To create a safe space for myself, I often go to the movies by myself. Sitting alone in the dark, being carried away by a great story is my ultimate happy place.
Ever since I was a child, movies have played a healing part in my life. At school I didn’t have any friends because I wasn’t very socially. So when the other kids would start going out and have fun, I was at home watching a movie.
Until this day there is nothing that makes me happier.
As much as I love this, it is a dangerous path for me to be on. Excluding myself from social events has always felt safe. If I was by myself, there was nobody who could disappoint or hurt me. But at the same time it’s also a habit that feeds my loneliness.

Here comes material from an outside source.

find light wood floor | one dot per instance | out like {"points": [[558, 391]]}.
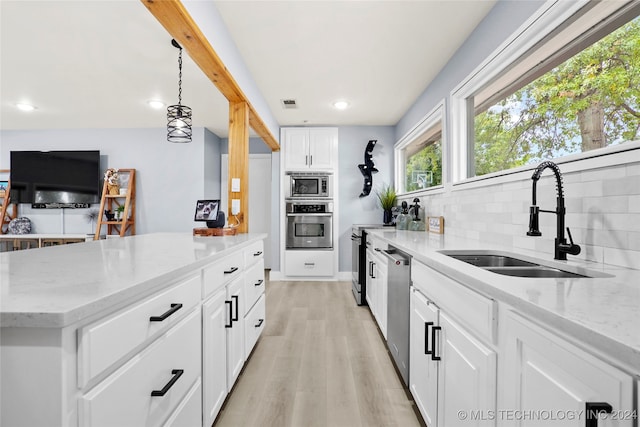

The point of my travel plans is to find out what really makes me happy and teach myself to be more open to people I don’t know. I believe that ripping myself out of my comfort zone and adding some radical changes to my life will also make me appreciate it more. I want to be happy with who I am and not care about what other people think of me. This is advice I’ve already been giving to friends but never learned to master myself. That’s why I want to get away of the things that have been holding me back in my life. At this point I don’t know yet where my plans will take me. It could happen that I’ll miss Belgium and come back in a couple of months. It could also be that I’ll discover a joy in life I never experienced before and stay abroad. I’ve always thought I needed to move to The Netherlands to find my happiness but then I thought, why not go even further and go see some of the places I’ve always wanted to see before I decide to look for a new job and settle down again somewhere. I don’t know what will happen in the next six months and that is extremely scary and has given me several sleepless nights. Especially the financial aspect worries me at this point.
But for the first time in my life I feel happy about a choice I’ve made because it is my own choice for my own life.